Support Questions
Find answers, ask questions, and share your expertise
Announcements
Alert: Welcome to the Unified Cloudera Community. Former HCC members be sure to read and learn how to activate your account here.

Spark sql cache partitions

Spark sql cache partitions

New Contributor

Hello

 

I'm trying to run a SparkSQL query which reads data from a Hive-table, and it fails when I get above a certain threshold. I run the command:

val 500k = spark.sql("""select myid, otherfield, count(*) as cnt from mytable
group by otherfield, myid order by cnt desc limit 500000""").cache();

500k.show();


with the 500k rows being sort of the magic number. If I go higher the task fails due to the error:

15:02:05 WARN MemoryStore: Not enough space to cache rdd_52_0 in memory! (computed 2046.7 MB GB so far)
15:02:05 INFO MemoryStore: Memory use = 624.7 KB (blocks) + 2043.5 MB (scratch space shared across 1 tasks(s)) = 2044.1 MB. Storage limit = 2.7 GB.
15:02:05 WARN CacheManager: Persisting partition rdd_52_0 to disk instead.
15:17:56 ERROR Executor: Exception in task 1.0 in stage 4.0 (TID 24002)
java.lang.IllegalArgumentException: Size exceeds Integer.MAX_VALUE


In the WebUI under storage I can see the rdd_52_0 with size 3.1 GB after written to disk.

After consulting https://stackoverflow.com/questions/43644247/understanding-spark-partitioning and https://stackoverflow.com/questions/35863441/why-i-got-the-error-size-exceed-integer-max-value-when-... I get that the overflow is due to the rdd being to big. In the WebUI only 1 rdd is shown, which is the problem - how can I force the number of cached rdds up after the shuffle?

I have tried repartitioning it with 500k.repartition(100), I have increased the number of shufflePartitions with spark.sessionstate.conf.setConf(SHUFFLE_PARTITIONS, 100) and I have increased both driver and executor memory to 16 GB.

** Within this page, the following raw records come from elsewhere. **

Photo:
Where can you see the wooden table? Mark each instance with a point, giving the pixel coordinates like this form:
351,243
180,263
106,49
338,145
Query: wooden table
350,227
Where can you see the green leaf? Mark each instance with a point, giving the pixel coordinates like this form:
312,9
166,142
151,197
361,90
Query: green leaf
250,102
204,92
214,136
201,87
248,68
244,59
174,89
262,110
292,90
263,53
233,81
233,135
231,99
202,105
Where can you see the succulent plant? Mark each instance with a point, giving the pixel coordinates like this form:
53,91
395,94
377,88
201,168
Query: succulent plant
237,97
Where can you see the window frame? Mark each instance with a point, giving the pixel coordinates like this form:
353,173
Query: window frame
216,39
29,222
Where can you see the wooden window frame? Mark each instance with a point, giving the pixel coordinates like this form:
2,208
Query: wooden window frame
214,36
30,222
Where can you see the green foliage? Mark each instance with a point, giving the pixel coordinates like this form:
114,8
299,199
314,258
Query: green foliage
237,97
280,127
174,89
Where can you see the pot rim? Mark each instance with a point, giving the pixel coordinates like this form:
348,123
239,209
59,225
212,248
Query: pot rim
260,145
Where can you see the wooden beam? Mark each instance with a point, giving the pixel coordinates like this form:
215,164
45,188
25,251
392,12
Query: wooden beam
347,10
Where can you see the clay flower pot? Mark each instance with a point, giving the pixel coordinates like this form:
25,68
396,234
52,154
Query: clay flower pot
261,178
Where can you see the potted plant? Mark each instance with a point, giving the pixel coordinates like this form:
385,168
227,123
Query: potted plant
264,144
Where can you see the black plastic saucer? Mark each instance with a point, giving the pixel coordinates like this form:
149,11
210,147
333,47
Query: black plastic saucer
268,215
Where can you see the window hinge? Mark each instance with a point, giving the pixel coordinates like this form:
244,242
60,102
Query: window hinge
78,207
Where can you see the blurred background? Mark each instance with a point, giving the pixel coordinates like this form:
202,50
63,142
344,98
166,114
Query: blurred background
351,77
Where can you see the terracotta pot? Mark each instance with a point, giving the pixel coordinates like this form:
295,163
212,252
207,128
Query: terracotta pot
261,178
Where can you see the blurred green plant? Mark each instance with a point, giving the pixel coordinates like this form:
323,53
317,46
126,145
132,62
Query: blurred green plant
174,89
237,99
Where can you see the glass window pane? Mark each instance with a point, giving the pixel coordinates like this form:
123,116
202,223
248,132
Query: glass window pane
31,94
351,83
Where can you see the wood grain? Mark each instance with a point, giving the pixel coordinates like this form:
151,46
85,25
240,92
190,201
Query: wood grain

Also where is the 2.7 GB limit coming from?

 

Thank you!

2 REPLIES 2

Re: Spark sql cache partitions

Contributor

Hi jmoriarty

 

You are running into the following : https://issues.apache.org/jira/browse/SPARK-5928

 

To resolve this you will need to increase the paritions that you are using; by doing that you will be able to decrease your parition size to not exceed 2GB. 

 

Try submitting your job via the command line with 

--conf spark.sql.shuffle.partitions=2000

 

View the statistics in the Executors tab on the Spark History server to see what sizes are being showing for the executors. 

 

Thanks, 

Jordan  

Highlighted

Re: Spark sql cache partitions

New Contributor

Hi @Borg

 

Thank you for your answer.

I have tried your suggestion, with the unfortunate lack of change compared to the things I tried previously. It simply ignores it, and still creates a single rdd that exceeds the 2G limit.

 

Any way to force it?

Thanks